When it launched, Bitcoin Cash was worth $266 per unit. It was also 9.5 percent of the value of one Bitcoin at $2,801 per unit. Bitcoin users received one unit of the cash currency for every unit of Bitcoin when the split occurred. Suddenly, Bitcoin holders had American currency in their accounts. The IRS sees it as taxable income.
One way to tell the IRS you received income in the form of Bitcoin Cash is through Form 8949 for the sale of capital assets. That's because Bitcoin holders in effect sell their Bitcoins for 9.5 percent on a cost basis. This method reduces taxable income by the cost basis amount. The difficulty with this method is the IRS may scrutinize this type of reporting because Bitcoin did not decline in value. Rather, the holder traded in one asset for another.

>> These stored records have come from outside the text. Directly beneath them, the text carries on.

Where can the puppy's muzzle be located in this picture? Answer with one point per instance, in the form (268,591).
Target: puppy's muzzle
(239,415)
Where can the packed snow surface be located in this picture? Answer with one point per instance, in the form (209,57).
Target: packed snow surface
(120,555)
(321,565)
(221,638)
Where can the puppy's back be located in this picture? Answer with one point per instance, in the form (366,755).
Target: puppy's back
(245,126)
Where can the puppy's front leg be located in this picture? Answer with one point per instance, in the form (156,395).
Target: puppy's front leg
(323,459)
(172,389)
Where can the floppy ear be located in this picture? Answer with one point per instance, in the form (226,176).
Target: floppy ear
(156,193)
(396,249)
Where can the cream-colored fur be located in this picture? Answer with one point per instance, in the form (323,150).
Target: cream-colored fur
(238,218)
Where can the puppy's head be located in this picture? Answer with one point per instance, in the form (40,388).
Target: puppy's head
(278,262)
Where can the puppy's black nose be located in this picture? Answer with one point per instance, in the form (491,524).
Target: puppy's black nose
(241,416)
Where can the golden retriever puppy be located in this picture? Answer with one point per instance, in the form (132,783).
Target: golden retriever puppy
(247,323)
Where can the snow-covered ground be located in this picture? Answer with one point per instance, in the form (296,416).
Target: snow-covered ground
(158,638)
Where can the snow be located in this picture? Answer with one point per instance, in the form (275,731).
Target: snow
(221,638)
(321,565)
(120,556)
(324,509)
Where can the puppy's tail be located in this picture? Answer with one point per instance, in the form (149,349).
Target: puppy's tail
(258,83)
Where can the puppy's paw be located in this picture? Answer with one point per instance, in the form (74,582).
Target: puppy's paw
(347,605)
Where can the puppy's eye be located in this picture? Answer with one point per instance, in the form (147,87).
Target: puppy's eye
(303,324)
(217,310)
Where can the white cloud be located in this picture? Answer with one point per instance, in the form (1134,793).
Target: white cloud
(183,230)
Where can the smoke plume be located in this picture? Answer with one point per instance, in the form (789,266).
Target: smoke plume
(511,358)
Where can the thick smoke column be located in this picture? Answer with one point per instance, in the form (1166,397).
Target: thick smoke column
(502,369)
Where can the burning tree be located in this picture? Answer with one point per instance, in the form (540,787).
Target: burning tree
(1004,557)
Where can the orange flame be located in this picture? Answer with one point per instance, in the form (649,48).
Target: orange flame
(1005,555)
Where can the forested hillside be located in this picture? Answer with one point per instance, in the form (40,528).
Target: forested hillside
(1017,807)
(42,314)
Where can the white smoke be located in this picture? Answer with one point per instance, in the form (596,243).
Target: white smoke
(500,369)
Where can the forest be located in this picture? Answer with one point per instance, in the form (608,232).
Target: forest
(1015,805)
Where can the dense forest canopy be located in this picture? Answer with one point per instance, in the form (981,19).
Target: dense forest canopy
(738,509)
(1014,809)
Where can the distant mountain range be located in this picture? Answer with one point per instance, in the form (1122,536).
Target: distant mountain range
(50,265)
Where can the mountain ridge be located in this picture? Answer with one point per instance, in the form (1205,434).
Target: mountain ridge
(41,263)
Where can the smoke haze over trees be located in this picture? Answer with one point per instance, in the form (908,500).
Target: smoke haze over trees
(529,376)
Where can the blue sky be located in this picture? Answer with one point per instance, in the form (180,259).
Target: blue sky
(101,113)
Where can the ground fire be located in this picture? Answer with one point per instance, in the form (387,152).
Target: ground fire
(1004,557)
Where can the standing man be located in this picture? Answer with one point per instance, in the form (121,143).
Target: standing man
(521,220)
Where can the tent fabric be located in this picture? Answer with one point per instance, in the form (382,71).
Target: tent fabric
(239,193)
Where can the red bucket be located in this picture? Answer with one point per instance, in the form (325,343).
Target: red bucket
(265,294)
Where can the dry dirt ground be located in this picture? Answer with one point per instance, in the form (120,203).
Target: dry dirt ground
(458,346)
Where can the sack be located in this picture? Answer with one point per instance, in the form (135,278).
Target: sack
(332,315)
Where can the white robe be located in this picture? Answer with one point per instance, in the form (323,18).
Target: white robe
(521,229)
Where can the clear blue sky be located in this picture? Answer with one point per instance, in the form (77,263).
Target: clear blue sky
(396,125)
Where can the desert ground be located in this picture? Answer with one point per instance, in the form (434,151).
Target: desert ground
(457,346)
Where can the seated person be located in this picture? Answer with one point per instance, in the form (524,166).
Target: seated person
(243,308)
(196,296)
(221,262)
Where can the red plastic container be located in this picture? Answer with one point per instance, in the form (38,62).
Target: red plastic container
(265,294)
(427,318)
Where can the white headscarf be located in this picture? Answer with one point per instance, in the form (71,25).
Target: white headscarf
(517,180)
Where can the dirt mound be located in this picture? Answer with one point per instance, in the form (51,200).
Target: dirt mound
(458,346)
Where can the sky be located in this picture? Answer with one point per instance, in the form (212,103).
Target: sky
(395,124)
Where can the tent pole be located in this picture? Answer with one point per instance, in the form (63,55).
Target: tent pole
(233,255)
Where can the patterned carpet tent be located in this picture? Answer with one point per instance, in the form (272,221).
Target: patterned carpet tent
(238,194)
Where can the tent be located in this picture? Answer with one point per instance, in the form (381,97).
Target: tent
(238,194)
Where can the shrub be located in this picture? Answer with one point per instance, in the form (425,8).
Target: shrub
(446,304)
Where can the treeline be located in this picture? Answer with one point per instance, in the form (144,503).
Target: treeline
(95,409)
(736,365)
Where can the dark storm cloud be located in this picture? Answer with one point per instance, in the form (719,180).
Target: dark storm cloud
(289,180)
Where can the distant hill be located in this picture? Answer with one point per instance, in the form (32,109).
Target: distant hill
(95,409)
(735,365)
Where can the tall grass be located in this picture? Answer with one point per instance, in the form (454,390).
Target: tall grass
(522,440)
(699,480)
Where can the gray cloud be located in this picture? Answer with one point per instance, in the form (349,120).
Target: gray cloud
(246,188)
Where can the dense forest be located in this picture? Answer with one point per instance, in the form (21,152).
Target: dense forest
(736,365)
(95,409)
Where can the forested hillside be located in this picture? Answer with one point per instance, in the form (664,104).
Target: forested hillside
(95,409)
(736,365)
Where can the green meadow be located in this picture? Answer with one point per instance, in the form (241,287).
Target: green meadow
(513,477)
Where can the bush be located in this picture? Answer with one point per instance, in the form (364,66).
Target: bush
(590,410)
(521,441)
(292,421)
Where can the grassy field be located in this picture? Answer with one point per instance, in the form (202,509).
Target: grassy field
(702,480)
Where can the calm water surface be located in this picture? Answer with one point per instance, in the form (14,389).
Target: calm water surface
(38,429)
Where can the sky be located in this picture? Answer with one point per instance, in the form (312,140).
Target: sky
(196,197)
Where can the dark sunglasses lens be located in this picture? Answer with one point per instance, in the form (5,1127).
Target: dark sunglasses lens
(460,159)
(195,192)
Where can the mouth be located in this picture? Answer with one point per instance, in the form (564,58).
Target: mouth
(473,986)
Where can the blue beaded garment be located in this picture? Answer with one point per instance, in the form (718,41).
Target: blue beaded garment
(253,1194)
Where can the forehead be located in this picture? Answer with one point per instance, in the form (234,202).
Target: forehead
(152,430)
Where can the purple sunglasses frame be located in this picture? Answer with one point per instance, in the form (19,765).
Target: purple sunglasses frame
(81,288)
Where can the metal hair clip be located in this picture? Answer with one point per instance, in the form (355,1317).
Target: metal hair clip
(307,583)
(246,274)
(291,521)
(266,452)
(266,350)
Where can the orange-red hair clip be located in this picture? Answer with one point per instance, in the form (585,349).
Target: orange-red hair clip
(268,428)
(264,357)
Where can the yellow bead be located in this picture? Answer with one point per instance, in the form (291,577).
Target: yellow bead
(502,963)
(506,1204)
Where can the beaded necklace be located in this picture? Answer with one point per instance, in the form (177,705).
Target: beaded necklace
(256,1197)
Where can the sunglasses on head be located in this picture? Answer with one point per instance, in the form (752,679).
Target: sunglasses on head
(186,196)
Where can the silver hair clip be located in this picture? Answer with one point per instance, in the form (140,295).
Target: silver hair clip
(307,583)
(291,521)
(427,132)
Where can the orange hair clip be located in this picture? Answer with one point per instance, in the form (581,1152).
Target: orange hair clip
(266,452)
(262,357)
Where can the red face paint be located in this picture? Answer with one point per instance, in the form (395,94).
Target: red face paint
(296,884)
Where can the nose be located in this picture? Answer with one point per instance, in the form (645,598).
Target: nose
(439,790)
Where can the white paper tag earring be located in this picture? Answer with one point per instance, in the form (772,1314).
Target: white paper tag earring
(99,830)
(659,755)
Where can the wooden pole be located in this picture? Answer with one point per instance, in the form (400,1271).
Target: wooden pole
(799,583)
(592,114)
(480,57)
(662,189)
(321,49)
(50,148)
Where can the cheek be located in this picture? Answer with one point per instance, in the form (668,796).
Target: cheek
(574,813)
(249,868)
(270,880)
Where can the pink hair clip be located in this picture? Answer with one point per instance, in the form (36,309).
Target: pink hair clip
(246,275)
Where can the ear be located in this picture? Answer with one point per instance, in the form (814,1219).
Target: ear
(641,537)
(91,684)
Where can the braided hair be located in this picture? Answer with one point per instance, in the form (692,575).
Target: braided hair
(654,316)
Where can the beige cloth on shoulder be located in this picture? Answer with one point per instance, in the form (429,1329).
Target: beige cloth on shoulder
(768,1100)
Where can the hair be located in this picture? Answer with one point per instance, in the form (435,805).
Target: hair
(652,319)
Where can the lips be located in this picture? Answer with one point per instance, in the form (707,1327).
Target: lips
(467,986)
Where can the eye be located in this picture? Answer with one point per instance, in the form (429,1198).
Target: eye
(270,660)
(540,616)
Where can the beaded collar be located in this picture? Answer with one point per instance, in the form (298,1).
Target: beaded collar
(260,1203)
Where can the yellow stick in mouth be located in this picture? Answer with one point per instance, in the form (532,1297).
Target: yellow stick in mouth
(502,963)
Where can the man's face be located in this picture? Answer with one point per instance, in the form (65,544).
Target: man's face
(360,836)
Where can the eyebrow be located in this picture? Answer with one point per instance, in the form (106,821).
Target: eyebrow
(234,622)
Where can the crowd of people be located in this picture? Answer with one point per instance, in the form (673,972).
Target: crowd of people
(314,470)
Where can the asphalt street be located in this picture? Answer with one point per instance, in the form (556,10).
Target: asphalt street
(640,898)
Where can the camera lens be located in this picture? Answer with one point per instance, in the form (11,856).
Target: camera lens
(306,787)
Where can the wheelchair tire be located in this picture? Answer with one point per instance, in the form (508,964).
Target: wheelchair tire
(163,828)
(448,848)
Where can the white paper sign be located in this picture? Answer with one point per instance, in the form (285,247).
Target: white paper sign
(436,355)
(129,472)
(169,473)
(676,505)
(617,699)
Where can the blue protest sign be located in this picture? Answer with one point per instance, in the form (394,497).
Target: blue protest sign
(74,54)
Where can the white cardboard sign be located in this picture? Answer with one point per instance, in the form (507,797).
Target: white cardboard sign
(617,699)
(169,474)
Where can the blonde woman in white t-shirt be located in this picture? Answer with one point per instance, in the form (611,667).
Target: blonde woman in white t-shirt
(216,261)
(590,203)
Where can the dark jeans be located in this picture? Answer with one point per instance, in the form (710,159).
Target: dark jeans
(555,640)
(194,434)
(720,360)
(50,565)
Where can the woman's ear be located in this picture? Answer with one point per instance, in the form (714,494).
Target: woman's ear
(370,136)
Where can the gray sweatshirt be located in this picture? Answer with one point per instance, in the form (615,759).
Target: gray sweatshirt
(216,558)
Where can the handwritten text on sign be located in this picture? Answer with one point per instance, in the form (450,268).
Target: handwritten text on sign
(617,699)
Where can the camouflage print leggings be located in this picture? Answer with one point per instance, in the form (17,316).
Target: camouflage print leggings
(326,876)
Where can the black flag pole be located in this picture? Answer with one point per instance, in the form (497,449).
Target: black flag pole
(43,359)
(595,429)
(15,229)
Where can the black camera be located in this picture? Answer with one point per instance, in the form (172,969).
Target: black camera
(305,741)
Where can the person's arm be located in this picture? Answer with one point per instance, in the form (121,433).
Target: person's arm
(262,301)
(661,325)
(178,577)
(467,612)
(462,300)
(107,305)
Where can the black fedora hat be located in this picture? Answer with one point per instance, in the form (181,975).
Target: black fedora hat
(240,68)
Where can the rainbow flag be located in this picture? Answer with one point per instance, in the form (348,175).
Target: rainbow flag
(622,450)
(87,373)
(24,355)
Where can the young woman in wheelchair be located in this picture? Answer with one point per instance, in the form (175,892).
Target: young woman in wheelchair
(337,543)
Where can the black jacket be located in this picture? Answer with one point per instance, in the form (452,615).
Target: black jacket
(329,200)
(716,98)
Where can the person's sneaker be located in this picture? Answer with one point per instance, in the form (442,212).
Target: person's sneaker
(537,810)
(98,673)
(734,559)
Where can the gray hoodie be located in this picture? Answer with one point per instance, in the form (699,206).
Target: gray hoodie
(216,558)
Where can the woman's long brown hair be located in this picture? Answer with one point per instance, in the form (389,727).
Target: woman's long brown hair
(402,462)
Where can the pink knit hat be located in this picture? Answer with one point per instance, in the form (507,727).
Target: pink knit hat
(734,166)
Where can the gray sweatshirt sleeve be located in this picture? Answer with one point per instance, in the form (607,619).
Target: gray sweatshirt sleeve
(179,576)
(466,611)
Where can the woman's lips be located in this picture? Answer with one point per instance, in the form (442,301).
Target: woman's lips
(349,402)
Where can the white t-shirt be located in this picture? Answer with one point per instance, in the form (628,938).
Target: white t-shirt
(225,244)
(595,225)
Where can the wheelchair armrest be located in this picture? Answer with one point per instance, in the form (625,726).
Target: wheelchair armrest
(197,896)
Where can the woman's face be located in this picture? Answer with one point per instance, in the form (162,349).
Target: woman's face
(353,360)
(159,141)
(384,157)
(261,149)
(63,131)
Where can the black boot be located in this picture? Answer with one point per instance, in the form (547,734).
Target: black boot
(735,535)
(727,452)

Taxpayers might report Bitcoin Cash as "Other Income," or line 21 on Form 1040, since not everyone receives a Form 1099 for receiving money from Bitcoins. Users cannot use Schedule B because cryptocurrency is not a security. This asset is not a bank account, dividend or interest income, either.
Difficulties With Tax Law
The problem with cryptocurrencies such as Bitcoin and Bitcoin Cash is that hundreds of thousands of taxpayers may choose not to report this type of income to the IRS. As such, the tax agency may start cracking down on this form of investing. Some cryptocurrency exchanges do report earnings on a Form 1099-K for third-party transactions, but not every company issues these forms. The IRS figures there are billions of dollars of unpaid income taxes from individuals who did not report earnings from cryptocurrencies.
Another difficulty is that when Bitcoin started in 2009, there were fears that investors would use the exchange to launder money since there was no government entity watching over the transactions. Some experts even thought Bitcoin was illegal as the only acceptable currency to use in the United States comes from the U.S. Department of the Treasury.
Despite these problems, investments in cryptocurrencies have risen dramatically since 2009. When Bitcoin started, one Bitcoin was worth $13. In June 2017, the value was $3,000 before the split that occurred on Aug. 1.
Accountants and taxpayers should see more cracking down on cryptocurrencies since the value of these assets has skyrocketed and become more prominent. Bitcoin Cash holders should prepare themselves to report this income on tax forms.